I wanted to hear any opinions or experiences in regards to Earthborn Holistic Primitive Natural. We have been feeding our 8 month old Golden this product per the recommendation of our breeder. I am disappointed I need to switch foods. Since we brought our girl home her stools have been loose and extremely potent. The gas that she has is out of this world. No exaggeration either. Unfortunately, I made the decision today to slowly transition her to Annamaet Encore. Tonight she had some of this food and so far so good - no gas. With Earthborn she would start up within a half an hour since her meal and also needed to go outside very often. I have heard that high protein diets can cause more frequent urination and not sure if that is the case here. 
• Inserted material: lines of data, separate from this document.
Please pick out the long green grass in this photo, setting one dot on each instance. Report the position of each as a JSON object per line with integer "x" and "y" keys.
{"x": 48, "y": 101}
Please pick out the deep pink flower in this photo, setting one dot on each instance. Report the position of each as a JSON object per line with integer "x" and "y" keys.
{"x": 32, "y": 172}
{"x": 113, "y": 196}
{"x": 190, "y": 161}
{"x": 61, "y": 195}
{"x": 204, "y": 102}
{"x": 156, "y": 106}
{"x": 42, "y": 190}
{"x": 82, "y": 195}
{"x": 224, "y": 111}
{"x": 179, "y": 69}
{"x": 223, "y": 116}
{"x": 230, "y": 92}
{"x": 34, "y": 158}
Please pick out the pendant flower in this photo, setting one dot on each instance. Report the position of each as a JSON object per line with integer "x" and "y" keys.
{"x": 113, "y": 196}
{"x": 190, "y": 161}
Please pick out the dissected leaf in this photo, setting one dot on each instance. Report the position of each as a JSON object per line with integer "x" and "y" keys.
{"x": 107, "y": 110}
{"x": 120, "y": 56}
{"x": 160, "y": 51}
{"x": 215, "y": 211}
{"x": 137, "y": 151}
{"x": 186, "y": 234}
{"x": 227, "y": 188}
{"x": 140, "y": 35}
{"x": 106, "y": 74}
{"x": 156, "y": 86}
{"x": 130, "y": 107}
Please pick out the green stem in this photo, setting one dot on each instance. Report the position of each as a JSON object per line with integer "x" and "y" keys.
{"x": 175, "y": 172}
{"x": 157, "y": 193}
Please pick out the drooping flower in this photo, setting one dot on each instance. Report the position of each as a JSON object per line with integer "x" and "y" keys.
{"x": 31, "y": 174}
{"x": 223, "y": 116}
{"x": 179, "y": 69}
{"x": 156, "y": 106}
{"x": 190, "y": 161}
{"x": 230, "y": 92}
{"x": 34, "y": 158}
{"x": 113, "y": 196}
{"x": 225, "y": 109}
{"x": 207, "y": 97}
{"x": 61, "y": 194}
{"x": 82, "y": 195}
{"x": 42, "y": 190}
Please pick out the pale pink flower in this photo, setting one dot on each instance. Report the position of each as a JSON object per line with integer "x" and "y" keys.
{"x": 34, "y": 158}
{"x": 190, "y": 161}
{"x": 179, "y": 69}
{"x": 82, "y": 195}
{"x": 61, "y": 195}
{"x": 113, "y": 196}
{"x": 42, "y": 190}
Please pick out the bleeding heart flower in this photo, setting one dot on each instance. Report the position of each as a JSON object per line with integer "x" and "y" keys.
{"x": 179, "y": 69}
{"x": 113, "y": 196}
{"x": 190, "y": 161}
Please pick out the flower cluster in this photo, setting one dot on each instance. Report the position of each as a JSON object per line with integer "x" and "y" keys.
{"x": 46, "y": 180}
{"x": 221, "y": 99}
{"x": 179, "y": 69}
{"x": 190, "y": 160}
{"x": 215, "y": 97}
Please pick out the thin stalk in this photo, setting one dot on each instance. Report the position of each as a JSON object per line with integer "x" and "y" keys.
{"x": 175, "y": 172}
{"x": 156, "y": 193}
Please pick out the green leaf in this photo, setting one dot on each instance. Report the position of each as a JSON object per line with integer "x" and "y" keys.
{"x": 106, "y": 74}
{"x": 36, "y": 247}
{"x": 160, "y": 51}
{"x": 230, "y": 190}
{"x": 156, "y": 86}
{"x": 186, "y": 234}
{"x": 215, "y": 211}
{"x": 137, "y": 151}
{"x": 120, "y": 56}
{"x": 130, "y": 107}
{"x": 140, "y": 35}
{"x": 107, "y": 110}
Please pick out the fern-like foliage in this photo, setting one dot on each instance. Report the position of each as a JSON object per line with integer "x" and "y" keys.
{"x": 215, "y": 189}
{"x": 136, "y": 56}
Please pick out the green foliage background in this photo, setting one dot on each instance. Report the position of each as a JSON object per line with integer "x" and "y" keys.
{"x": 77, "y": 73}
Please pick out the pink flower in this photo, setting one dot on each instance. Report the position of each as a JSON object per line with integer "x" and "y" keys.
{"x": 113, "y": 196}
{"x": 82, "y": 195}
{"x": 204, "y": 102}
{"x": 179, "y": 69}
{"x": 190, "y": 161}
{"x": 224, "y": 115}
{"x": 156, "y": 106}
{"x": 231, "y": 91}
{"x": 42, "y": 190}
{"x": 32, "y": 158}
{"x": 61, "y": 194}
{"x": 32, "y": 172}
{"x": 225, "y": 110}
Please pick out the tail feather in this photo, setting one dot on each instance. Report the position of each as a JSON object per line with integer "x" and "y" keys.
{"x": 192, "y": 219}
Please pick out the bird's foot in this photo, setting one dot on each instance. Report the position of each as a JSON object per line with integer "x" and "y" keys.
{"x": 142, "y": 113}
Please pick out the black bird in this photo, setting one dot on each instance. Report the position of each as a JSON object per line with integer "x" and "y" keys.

Can someone please enlighten me because I have no prior experience with long term use of grain free food. Is gas and loose stools a side effect of grain free? I was disappointed I needed to switch because Earthborn is highly rated. Annamaet is a wonderful product too but I did get concerned seeing the Encore formula only received 4 stars on Dog Food Advisor. I am very apprehensive to go grain free again so decided to try this formula for now. Any opinions on the grain free question as well as thoughts/experiences with Annamaet Encore are much appreciated.


----------



## Loisiana (Jul 29, 2009)

I feed grain free to my adults, but I don't to young puppies


----------



## Ripley16 (Jan 26, 2012)

Our girl is transitioning to grain free right now. We are on day 4 of her transition from Canidae to Orijen Regional Red. She's doing really well, good stools and little to no gas issues. She was very gassy on Canidae. Protein in the Orijen she is on is realllllly high (38%), but if you look at the ingredients list, it might be the most impressive food I have seen out there. It's really pricy about 90$ CAD for a 13 KG bag. Canidae is a lot more affordable at 55$ for a 13 KG bag. At this point, price is not an issue, because I want her to eat the best for her, and thrive on it. 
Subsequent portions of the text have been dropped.